Seitdem hat die Stimmung gegen den Krieg viel mehr zugenommen. Die Menschen sprechen darüber in der Öffentlichkeit. Viele beteiligen sich aktiv an der Organisierung von Protesten. Seit Wochen gibt es landesweit viele Aktionen. 30.000 Menschen haben Anfang Oktober im Central-Park in New York gegen den Krieg protestiert.

Überall in den Städten entlang der Ostküste, in Houston in Texas, in Chicago und auch in vielen kleinen Städten sind Gruppen entstanden, die für die Demonstration heute in Washington mobilisiert haben. Dasselbe hat sich im Westen der USA vollzogen, wo ebenfalls heute eine Großdemonstration in San Francisco stattfindet.

Der U.S.-Congress hat darin versagt, den Krieg zu stoppen. Tatsächlich hat er für den Krieg gestimmt. Und auch der UN-Sicherheitsrat hat den Krieg nicht gestoppt. Schröder und Fischer von der deutschen Regierung haben sich gegen den Krieg ausgesprochen, aber die U.S.-amerikanischen Flugzeuge mit Kriegsmaterial starten immer noch von den US-Basen aus Spangdahlem und Ramstein in die Golfregion.

Die weltweite Antikriegsbewegung ist die einzige Kraft, die diesen Kriegskurs noch stoppen kann.

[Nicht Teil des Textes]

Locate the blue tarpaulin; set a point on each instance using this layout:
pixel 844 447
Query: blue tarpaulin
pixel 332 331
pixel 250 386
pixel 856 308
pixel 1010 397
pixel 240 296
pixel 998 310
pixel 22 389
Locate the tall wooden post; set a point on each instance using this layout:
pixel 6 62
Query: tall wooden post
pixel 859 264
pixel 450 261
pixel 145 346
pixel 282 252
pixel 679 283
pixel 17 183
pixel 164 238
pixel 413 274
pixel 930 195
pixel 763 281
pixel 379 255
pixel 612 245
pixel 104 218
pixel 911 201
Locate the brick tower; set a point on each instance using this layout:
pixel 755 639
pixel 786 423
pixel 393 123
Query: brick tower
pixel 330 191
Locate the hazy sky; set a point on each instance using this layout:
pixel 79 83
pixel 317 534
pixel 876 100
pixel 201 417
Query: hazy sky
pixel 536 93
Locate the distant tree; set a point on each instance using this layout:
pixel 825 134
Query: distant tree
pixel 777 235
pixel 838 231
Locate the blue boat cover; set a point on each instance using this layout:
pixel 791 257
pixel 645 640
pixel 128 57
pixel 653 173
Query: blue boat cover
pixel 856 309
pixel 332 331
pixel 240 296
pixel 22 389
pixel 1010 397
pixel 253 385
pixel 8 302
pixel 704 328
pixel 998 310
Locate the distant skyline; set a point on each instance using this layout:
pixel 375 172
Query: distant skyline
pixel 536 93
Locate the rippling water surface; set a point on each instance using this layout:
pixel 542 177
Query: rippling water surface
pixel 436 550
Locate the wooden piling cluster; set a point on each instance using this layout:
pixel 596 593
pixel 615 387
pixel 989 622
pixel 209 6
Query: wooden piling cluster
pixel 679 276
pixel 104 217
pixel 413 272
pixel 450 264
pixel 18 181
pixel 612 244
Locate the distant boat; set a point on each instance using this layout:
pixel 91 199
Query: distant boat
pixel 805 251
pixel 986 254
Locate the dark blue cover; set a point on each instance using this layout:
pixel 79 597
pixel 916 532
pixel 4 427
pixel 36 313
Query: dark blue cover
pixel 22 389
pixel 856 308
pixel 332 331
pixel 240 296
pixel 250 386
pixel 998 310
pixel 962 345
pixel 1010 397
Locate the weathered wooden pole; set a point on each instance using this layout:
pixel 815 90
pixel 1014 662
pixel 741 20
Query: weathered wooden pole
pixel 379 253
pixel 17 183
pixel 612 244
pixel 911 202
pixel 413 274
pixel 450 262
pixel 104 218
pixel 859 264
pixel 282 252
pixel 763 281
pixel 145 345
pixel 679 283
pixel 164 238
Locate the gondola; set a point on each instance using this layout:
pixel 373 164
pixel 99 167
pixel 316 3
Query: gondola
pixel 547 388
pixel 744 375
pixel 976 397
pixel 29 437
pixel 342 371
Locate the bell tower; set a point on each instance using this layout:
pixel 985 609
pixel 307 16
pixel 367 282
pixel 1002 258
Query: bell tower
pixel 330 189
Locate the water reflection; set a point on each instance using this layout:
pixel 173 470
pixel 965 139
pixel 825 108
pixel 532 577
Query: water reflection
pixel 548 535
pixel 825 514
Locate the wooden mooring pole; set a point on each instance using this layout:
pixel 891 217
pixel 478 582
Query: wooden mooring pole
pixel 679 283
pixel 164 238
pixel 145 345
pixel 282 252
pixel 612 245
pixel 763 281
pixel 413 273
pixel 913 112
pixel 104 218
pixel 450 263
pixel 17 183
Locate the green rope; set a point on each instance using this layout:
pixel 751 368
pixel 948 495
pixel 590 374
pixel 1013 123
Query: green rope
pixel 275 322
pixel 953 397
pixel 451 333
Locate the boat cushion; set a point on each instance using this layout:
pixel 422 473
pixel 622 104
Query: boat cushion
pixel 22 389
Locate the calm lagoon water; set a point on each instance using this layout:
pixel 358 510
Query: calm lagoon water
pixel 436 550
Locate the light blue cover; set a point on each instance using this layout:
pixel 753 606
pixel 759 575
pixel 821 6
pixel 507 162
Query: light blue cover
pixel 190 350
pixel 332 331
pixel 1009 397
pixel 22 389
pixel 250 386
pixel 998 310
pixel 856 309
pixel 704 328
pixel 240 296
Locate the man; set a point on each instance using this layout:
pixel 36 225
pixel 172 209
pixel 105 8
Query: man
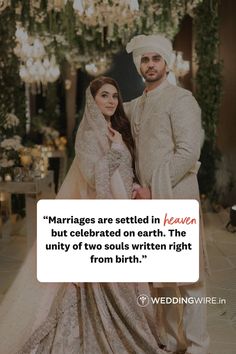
pixel 166 126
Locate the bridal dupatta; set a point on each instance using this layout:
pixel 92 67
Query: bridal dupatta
pixel 90 174
pixel 28 302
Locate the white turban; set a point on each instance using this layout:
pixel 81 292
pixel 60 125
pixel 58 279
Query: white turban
pixel 142 44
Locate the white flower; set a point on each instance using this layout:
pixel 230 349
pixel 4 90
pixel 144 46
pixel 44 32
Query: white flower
pixel 12 143
pixel 6 163
pixel 50 132
pixel 11 121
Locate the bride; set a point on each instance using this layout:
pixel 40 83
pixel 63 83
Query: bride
pixel 88 318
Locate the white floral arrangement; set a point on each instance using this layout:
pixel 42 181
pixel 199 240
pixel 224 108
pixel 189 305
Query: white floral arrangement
pixel 13 143
pixel 10 145
pixel 11 121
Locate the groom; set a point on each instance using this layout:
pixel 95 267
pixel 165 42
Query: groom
pixel 166 126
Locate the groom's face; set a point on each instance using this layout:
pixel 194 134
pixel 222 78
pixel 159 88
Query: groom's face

Deshalb brauchen wir eine starke Solidarität miteinander und mit dem irakischen Volk.

Fordern wir gemeinsam:

 Schluss mit den Sanktionen gegen den Irak!

 Schluss mit den Transporten von Kriegsmaterial von U.S.-Militärbasen in Deutschland!

 Stoppt den Krieg gegen den Irak, bevor er beginnt!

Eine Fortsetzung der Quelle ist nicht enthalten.